No obstante esa virtual subordinación de los grupos económicos a los operarios de la política, era innegable la existencia de intereses materiales y apuestas ideológicas en choque: los remanentes de la oligarquía de los apellidos (económicamente debilitada por la dictadura de Trujillo) y los estamentos de una minúscula clase media civil y militar que habían alcanzado preeminencia social y económica al amparo de antiguo régimen o tras su superación, promovían un tipo de Estado y de sociedad de caracteres elitistas y, debido a ello, resultaban encarados por los sectores juveniles e intelectuales que, desde distintas aceras doctrinarias, postulaban nuevas formas de organización societal.
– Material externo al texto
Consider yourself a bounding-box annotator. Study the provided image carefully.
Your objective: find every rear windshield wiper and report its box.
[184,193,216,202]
Más o menos eso era lo que subyacía en los enfrentamientos entre la UCN y aliados, por un lado, y el PRD y la izquierda (sin ignorar que entre estos últimos también existían diferencias, porque el primero era reformista y la segunda revolucionaria).
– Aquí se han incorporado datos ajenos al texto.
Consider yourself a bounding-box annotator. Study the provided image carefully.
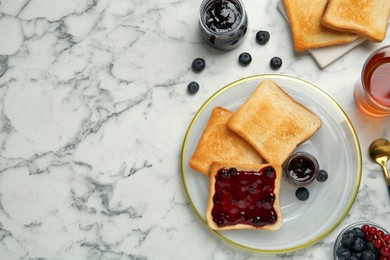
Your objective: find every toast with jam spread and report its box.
[284,0,358,52]
[206,162,283,231]
[322,0,390,42]
[227,80,322,165]
[190,107,264,175]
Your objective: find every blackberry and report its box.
[352,237,366,252]
[238,52,252,66]
[295,187,310,201]
[187,81,199,95]
[317,170,330,182]
[361,250,377,260]
[352,227,365,239]
[269,57,282,70]
[256,31,270,45]
[192,58,206,72]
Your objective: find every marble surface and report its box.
[0,0,390,259]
Por supuesto, hay que recordar que la economía dominicana nunca ha sido de total o considerable preeminencia privada (como ha acontecido en otras latitudes en el contexto del desarrollo del capitalismo del centro y de la periferia), pues el Estado siempre ha jugado un rol de intervención y tributación de mercedes y privilegios que lo ha convertido en una omnipresente maquinaria paternalista, y a la que, por cierto, se han acomodado bastante los empresarios dominicanos: pocos de éstos han ensanchado sus actividades al margen de tales “estímulos”.
Más aún: está documentado que las grandes fortunas privadas dominicanas han tenido sus raíces en la colusión político-empresarial: unas como resultado de la defraudación del erario, otras por la alianza con gobernantes civiles y jefes militares, y los más haciendo “inversiones” en campañas bélicas o políticas que, después, les resultan retornadas con creces a través del otorgamiento de licencias o contrataciones de compra de bienes y servicios. Por lo menos desde la segunda administración constitucional de Pedro Santana hasta nuestros días el fenómeno ha sido ostensible.
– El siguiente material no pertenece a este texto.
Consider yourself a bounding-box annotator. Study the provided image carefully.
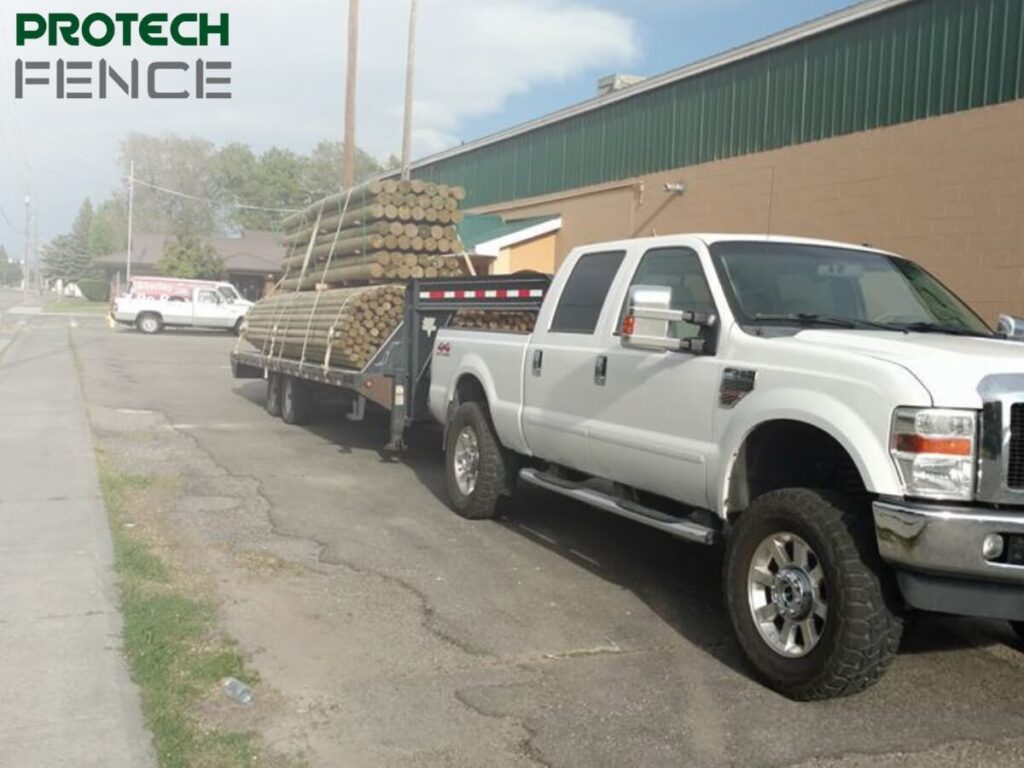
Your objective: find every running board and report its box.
[519,468,717,546]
Esa situación ha configurado entre nosotros un sector económico privado que si bien ha crecido y se ha diversificado exponencialmente, obteniendo beneficios enormes con base en la referida apoyatura estatal y contribuyendo bastante al crecimiento económico nacional, de algún modo ha quedado sujeto a las amarras del poder político, y aunque por veces ha parecido asumir posturas críticas frente a éste, sobre todo cuando sus intereses han sido afectados por alguna decisión gubernamental, en definitiva ha sido incapaz de asumir su rol social con autonomía, esto es, sin depender o estar claramente condicionado por aquel.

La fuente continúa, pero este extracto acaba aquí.